A China divulgou neste domingo uma lista de dez novas medidas de incentivo para Taiwan, incluindo a flexibilização das restrições ao turismo, a permissão para a exibição de dramas "saudáveis" na televisão e a facilitação da venda de alimentos, após uma visita do líder da oposição da ilha.
A iniciativa ocorre ao fim de uma viagem à China de Cheng Li-wun, presidente do Kuomintang (KMT), o maior partido de oposição de Taiwan. Ela se reuniu com o presidente chinês Xi Jinping e falou sobre a necessidade de paz e reconciliação.
As dez medidas, reveladas pela agência de notícias oficial Xinhua, "exploram" o estabelecimento de um mecanismo de comunicação regular entre o KMT e o Partido Comunista da China, a retomada total dos voos entre os dois lados e a permissão para que indivíduos de Xangai e da província de Fujian visitem Taiwan.
Um mecanismo será estabelecido para facilitar os padrões de inspeção de produtos alimentícios e de pesca, mas isso deve ser feito sobre a base política de "oposição à independência de Taiwan", disse a Xinhua.
Será permitida a exibição de séries dramáticas de TV, documentários e animações taiwaneses, desde que tenham "orientação correta, conteúdo saudável e alta qualidade de produção", acrescentou.
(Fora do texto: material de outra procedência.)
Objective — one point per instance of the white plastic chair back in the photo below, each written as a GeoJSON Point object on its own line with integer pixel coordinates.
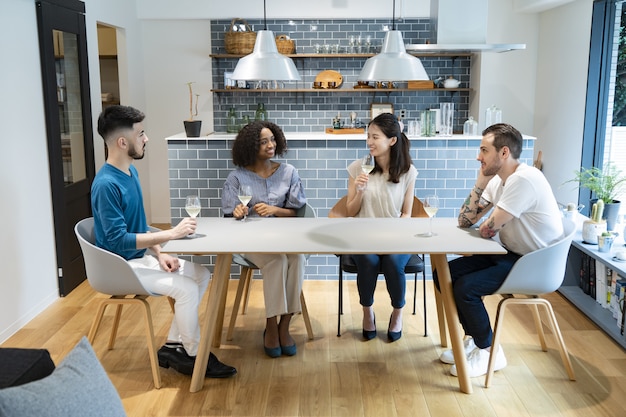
{"type": "Point", "coordinates": [107, 272]}
{"type": "Point", "coordinates": [541, 271]}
O Conselho de Assuntos Continentais de Taiwan, responsável pela política da ilha em relação à China, disse em um comunicado que as chamadas "concessões unilaterais" de Pequim são apenas pílulas envenenadas, embaladas como "pacotes de presentes generosos".
O governo de Taiwan apoia intercâmbios saudáveis e ordenados entre os dois lados do estreito, mas eles não devem estar sujeitos a pré-condições ou objetivos políticos, afirmou.
Em uma declaração, o KMT saudou o anúncio da China, dizendo que era um "presente" para o povo de Taiwan.
A China se recusa a falar com o presidente de Taiwan, Lai Ching-te, e o considera um "separatista" por rejeitar as reivindicações de soberania de Pequim sobre a ilha governada democraticamente.